Ta droga synodalna - zauważył - sprawiła, że temat ten znalazł się ponownie w centrum uwagi Kościoła, a to doprowadziło Kościół do odnowionej świadomości wyzwań duszpasterskich, na które musi odpowiedzieć. Wymaga to jego zdaniem tego, by na poziomie akademickiej dyskusji na temat małżeństwa i rodziny „nie zabrakło nigdy perspektywy duszpasterskiej oraz uwagi skierowanej na rany ludzkości”.
Papież podkreślił, że dobro rodziny ma decydujący wpływ na przyszłość świata i Kościoła.
Uzasadniając swą decyzję, papież ocenił: „Zmiany antropologiczno-kulturowe, które wpływają na wszystkie aspekty życia i wymagają analitycznego, zróżnicowanego podejścia, nie pozwalają nam na to, by ograniczać się do praktyk duszpasterskich i misyjnych, odzwierciedlających formy i wzory z przeszłości”.
„Mając jasne postanowienie wierności nauczaniu Chrystusa, musimy patrzeć z inteligencją uczuciową i mądrym realizmem na rzeczywistość rodziny w dzisiejszych czasach, w całej jej złożoności, w jej blaskach i cieniach” - podkreślił Franciszek w liście apostolskim.
Dlatego - jak zaznaczył - postanowił nadać nowy porządek prawny Instytutowi Jana Pawła II, aby „dalekowzroczna intuicja” polskiego papieża, dzięki której powstała ta akademicka instytucja, była obecnie jeszcze bardziej „uznawana i ceniona”.
Franciszek ogłosił, że na mocy jego decyzji poszerza się pole zainteresowań Instytutu, zarówno jeśli chodzi o wymiar zadań duszpasterskich i misji kościelnej, jak i rozwój nauk społecznych, kulturowych i antropologicznych, co – jak zaznaczył - ma „fundamentalne znaczenie dla kultury życia”.

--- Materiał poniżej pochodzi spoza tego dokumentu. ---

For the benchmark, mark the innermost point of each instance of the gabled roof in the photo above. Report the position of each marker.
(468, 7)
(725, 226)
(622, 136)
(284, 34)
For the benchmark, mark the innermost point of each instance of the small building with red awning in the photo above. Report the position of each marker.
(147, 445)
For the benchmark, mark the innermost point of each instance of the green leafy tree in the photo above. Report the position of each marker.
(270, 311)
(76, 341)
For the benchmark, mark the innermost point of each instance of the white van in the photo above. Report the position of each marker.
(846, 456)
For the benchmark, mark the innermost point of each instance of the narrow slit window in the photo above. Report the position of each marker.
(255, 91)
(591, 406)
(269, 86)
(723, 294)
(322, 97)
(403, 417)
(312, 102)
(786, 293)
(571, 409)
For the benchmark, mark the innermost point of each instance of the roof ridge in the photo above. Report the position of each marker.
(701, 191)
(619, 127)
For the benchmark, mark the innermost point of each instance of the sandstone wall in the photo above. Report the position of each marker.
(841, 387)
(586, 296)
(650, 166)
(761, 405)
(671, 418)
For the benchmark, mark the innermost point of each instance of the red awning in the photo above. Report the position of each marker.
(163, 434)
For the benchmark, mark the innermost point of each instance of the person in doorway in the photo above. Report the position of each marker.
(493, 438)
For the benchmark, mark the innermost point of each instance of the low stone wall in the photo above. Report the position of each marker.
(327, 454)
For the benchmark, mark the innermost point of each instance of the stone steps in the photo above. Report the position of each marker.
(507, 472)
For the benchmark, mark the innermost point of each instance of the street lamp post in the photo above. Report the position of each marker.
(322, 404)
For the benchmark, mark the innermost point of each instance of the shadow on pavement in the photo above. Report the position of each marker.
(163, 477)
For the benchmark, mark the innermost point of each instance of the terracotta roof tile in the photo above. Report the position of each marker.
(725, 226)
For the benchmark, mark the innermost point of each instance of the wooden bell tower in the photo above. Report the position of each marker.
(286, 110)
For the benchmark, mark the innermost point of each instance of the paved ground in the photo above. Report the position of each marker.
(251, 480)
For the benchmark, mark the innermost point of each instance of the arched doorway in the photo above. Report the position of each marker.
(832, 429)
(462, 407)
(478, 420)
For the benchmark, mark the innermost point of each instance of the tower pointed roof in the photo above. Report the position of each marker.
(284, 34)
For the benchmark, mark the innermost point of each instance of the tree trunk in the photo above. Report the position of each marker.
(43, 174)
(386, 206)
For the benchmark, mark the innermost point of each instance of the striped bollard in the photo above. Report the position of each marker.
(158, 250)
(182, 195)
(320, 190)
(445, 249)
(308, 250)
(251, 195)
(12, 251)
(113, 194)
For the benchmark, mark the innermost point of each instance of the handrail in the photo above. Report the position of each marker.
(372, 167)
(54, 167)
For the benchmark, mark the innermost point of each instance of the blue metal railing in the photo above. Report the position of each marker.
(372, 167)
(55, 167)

Dwa synody biskupów na temat rodziny w 2014 i 2015 roku w Watykanie, których podsumowaniem była adhortacja apostolska "Amoris laetitia", zainicjowały w Kościele dyskusję m.in. na temat sytuacji osób rozwiedzionych będących w nowych związkach oraz ich dostępu do komunii. Na tym tle doszło do wyraźnych podziałów w hierarchii kościelnej i protestów części dostojników, którzy postawę duszpasterskiego otwarcia na tych ludzi uznali za próbę odejścia od nauczania Kościoła.
Synody nie doprowadziły do żadnego przełomu, ale papież zachęcił biskupów i kapłanów do postawy "rozeznania", czyli indywidualnego rozpatrywania każdej takiej sytuacji.